Rhonda Stoppe: Thanks. It's so great to be back with Family Talk. I so appreciate Dr. Dobson. When I first met him when I came into studio, when I was there before, I literally walked in his office and I said, "I got to give you a great big hug. I feel like I'm meeting an uncle who's taught me so much about marriage and family." And he jumped up and gave me the biggest hug and I just appreciate him so much.

Dr. Tim Clinton: I know Dr. Dobson and his wife, Shirley and the team out here, they love and respect you guys. Again, it's a delight to have you. Rhonda, let's start this way. You guys are serving out there on the front lines in California during the pandemic. You also have just given a ministry to helping marriages, especially those who are in difficult, deep waters. Tell us what you're seeing out on the front lines.

Rhonda Stoppe: Yeah, so much. Steve and I, before Steve will marry a couple, we do six weeks of premarital counseling. And honestly, that's the beginning of a no regrets marriage. If couples take the time and spend the time with a good biblical counselor that helps them talk about their family of origin, talk about what your idea of normal is and your idea of normal is and what speaks love to you and what speaks love to you. We have seen great success in our small church and Patterson, California in our marriages of those that have come together under that type of training before they even get married. But we see so many couples that didn't have that or after. When you're counseling before marriage, they're like, "Uh-huh, uh-huh, uh-huh." And after they're married, they're like, "Tell me that part again."

Dr. Tim Clinton: My son, Zach, just got married and Rhonda, we put he and his new bride Evelyn through premarital counseling. Because I stand with you. The research is strong on how important it is to journey. Those days come when it's like, uh-oh we're here. We've got a little work to do. Rhonda, Ecclesiastes 9:9 says this, "Live joyfully with the one you love all the days of your life." Kind of all the days of your life because that's your calling or your blessing in life but that's a pretty tough assignment when it seems like everything seems to work against our love or our affection in marriage.

Through the years, Julie and I, when we got married, we didn't go through premarital counseling and we had a tough go up front. As a matter of fact, there was a time when I was sitting alone in an apartment, she was gone, Rhonda, and I'm thinking, what am I going to do? As we come back to relationships, with what we've learned now and the insights and the wisdom from couples like you all, I think there's a lot of hope and there's a lot of strength, a lot of gifts we can give to couples. I want to talk up front about your ministry on marriage mentoring and why it's so significant. Your new book, The Marriage Mentor: Becoming the Couple You Long to Be, tell us about the ministry piece that you and Steve are doing and what you're finding.

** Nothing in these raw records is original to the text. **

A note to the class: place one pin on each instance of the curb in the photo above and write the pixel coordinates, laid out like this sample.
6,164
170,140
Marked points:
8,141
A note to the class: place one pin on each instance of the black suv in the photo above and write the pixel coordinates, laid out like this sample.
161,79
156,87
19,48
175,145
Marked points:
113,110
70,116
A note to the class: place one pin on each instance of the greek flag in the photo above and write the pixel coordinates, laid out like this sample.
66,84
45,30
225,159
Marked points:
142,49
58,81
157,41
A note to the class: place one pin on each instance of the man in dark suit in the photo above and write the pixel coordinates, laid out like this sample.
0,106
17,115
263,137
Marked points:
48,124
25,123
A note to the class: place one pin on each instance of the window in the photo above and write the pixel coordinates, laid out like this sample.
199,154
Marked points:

Rhonda Stoppe: The ministry we are doing is getting into the lives of people that were not emotionally involved in their everyday stuff. Because sometimes the issues not really the issue, unmet and expectations they breed resentment, unforgiveness. It divides. So often marriages start unraveling and it's not a major offense. It's the chipping away. And you talked earlier about joy. Nehemiah, in Nehemiah 8:10, while he was rallying the troops, they were building a wall and they had a trowel in one hand and a sword in the other. They were being onslaughts, they were being accused of things that were not true. Their integrity was being challenged. And Nehemiah's pep talk to these people is Nehemiah 8:10, the joy of the Lord is your strength. We have fight for joy in our marriages.

Dr. Tim Clinton: We do.

Rhonda Stoppe: And I know when we walk down the aisle, I remember when I was a new bride, it was 40 years ago. I had that big white hat veil thing on, maybe your wife wore one of those too. And I knew the wife I was going to be, she was awesome. Steve was my high school sweetheart. I was going to be his best friend. I was going to be his cheerleader, his confidante and I was going to enjoy him. But we both worked full-time, living in the San Francisco Bay area. Money was tight. And I remember, I literally, he was in construction. He was at home on a rainy day and I had to work at the office, came home on my lunch hour and there were peanut butter toast crumbs all over the counter and I just started weeping. And he was like, "Who is this crazy person?"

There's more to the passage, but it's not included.